ALONG with medlars, I associate the turnip with the Middle Ages. I blame Shakespeare for the former and Blackadder for the latter. Or, more precisely, his manservant Baldrick, whose obsession with turnips ranges from his "thingy", which is shaped like a turnip, to his recipe for "Turnip Surprise" - the surprise being there's nothing in it except turnip. Blackadder dryly notes that "Turnip Surprise" is, in fact, simply a turnip.

Earlier, the Milanese monk Bonvesin de la Riva, author of De Magnalibus Mediolani (The Marvels of Milan), published in 1288, wrote that the turnips grown on the Milanese Plain and harvested in winter were sweetest and that both rich and poor alike sought them out.

The same can be said of our winter turnips, though they tend to be a little out of fashion on most menus and decidedly "old school". But fashion is no reason to ignore this delicious and versatile vegetable.

The easiest way to prepare them is to boil or steam them. If they're large, peel them and cut into wedges or one-centimetre thick half-moons. If they're small, the size of a golfball or less, then halve them or just keep them whole. Don't overcook.

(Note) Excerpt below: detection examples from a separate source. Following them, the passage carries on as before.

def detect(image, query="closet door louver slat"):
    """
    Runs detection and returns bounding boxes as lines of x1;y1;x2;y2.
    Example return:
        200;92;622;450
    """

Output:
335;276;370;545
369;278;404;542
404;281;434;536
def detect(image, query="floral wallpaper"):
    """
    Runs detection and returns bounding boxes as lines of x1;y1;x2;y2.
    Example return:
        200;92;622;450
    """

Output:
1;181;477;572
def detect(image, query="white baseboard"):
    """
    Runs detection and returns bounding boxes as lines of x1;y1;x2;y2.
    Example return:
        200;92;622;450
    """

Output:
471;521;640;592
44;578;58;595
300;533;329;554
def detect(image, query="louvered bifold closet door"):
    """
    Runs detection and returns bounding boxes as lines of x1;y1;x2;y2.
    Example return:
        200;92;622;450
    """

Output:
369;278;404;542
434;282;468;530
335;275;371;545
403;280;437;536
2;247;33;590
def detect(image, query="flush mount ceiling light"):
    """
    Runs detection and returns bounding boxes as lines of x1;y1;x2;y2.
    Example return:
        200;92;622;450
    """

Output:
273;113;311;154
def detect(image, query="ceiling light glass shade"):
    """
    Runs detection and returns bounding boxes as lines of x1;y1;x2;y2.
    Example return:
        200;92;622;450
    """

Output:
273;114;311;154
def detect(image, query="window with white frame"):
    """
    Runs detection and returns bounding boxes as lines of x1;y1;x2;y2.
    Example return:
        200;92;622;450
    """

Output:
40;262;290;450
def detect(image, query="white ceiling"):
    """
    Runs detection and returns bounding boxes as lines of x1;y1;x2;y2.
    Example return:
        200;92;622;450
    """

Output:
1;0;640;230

Use the point-of-a-knife test - if it goes in with little resistance, it's cooked. Drain and toss them with plenty of butter or extra virgin olive oil, some chopped parsley, salt and pepper.

One step up in terms of effort is to mash. Again steam or boil, then work in butter and seasoning.

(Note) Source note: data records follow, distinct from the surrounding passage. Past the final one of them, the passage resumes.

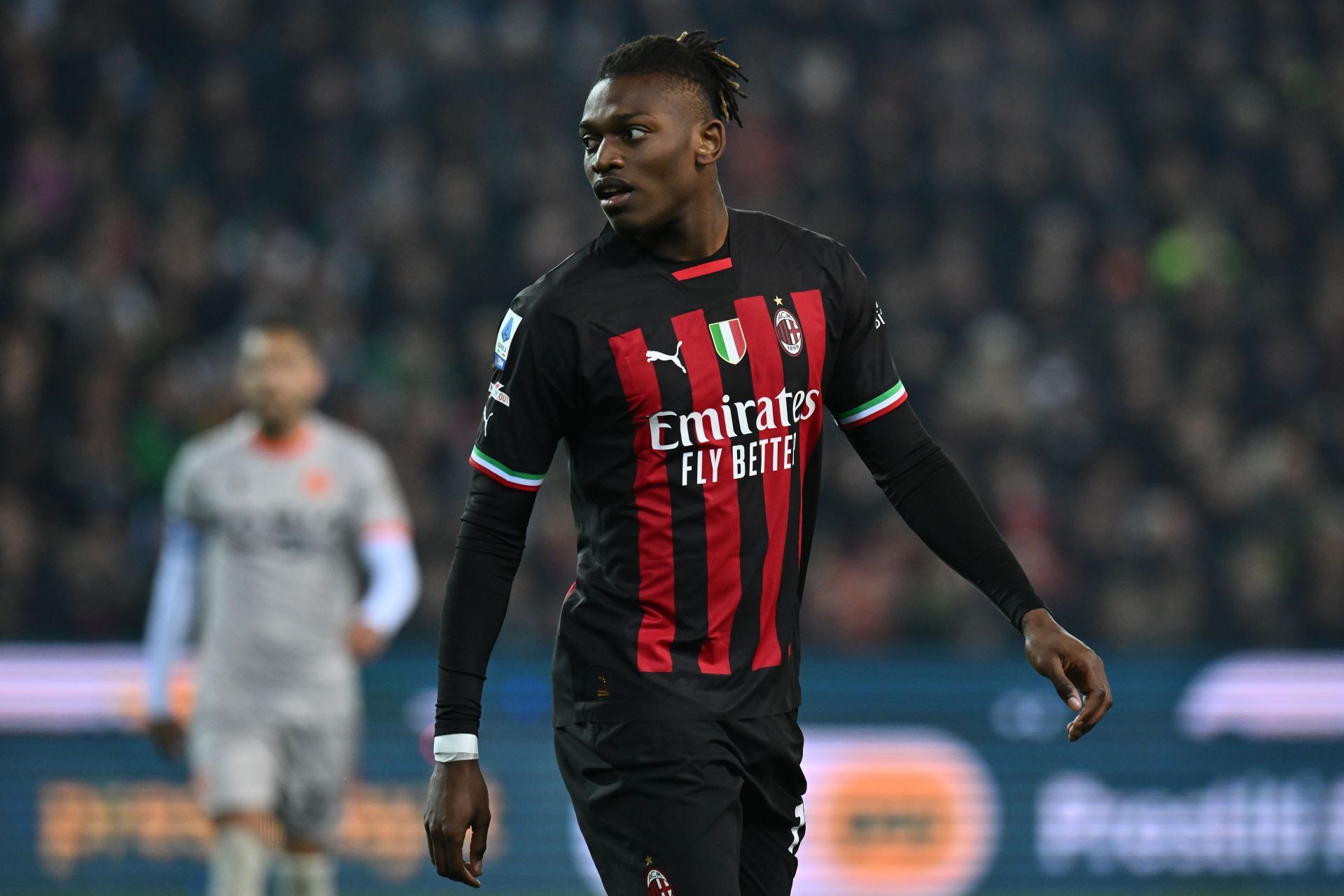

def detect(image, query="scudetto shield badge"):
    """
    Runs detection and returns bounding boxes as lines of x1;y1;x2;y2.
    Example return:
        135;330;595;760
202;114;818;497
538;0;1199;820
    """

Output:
644;868;673;896
774;307;802;357
710;317;752;364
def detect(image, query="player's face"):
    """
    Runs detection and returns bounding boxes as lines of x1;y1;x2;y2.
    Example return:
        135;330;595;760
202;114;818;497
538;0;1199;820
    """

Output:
580;75;723;237
238;329;327;430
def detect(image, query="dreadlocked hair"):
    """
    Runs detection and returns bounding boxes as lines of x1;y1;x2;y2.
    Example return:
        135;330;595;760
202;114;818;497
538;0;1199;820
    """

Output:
596;28;748;127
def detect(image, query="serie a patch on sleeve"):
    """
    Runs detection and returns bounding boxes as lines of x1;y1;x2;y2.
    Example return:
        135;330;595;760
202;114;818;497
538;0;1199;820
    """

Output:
495;307;523;371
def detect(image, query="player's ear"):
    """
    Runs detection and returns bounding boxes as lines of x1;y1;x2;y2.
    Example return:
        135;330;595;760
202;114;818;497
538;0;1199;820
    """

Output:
695;118;727;165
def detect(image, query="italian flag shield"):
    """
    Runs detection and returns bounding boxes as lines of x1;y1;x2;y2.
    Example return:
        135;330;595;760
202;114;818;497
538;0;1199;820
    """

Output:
710;317;748;364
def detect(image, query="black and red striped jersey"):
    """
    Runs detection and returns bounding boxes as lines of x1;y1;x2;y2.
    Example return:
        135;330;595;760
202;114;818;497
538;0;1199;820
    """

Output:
470;209;906;725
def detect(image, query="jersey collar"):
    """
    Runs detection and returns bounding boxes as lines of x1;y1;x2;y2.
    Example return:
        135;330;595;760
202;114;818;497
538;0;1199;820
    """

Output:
598;208;742;293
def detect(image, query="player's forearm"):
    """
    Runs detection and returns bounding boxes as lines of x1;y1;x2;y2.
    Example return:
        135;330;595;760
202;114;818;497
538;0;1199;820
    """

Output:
848;407;1044;629
145;522;200;718
897;450;1046;629
434;475;535;736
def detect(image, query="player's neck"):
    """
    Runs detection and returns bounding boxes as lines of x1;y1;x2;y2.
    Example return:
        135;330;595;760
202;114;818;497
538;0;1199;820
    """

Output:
634;184;729;262
257;415;308;449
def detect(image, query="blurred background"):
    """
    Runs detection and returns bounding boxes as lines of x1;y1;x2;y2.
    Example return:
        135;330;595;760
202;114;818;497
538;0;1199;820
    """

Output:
0;0;1344;896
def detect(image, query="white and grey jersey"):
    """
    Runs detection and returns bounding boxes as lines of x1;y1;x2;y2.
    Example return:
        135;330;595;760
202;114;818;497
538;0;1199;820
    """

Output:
165;415;409;719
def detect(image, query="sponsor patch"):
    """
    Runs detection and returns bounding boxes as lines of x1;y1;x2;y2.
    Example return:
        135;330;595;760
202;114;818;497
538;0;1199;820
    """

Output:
774;307;802;357
495;307;523;371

Best of all is braising because it is slow and the turnips take in flavour. Braise with veal or beef shin, rabbit legs, pork or lamb shoulder, duck legs or any other succulent meat.

Turnip and fennel flan

400g white turnips

400g fennel, trimmed weight

1 small onion, peeled and

thinly sliced

3 tbsp mascarpone

120g egg whites

2 tbsp rosemary, finely chopped

Salt and pepper, to taste

40g butter

100ml extra virgin olive oil

8 baby turnips, very thinly

sliced into rounds

2 tomatoes, seeded and diced

6 tbsp chives, finely sliced

Peel the 400g of turnips and slice into 1/2 cm thick rounds. Trim outer leaves from fennel and cut into 1/2 cm slices. Bring a pot of salted water to the boil and plunge in turnips, fennel and onion for 3-4 minutes until tender. Drain, cool a little and roughly chop, then mix with mascarpone. Beat egg whites and rosemary together lightly with a fork and mix with turnips, fennel and onion. Season well with salt and pepper. Butter six 12cm diameter ramekins and fill with mixture to a depth of 2cm. Bake in a preheated 160C oven for 10 minutes. Meanwhile, heat olive oil in a frypan and fry baby turnip slices on both sides until golden. Drain on absorbent paper. Serve flans with turnip slices on top as well as diced tomato and finish with chopped chives.

Serves 6

Turnips and sausages

3 tbsp extra virgin olive oil

500g turnips, peeled and diced

300g good pork sausages, cut

into 3-4cm pieces

150ml dry white wine

Handful flat-leaf parsley,

roughly chopped

Salt and pepper, to taste

Heat olive oil in a casserole and lightly fry turnips and sausages for 2 minutes, moving around constantly, until golden. Add wine and stir until totally evaporated. At this point turnips should be cooked but, if not, add a little water and evaporate. Add parsley, season lightly with salt and pepper, and stir well.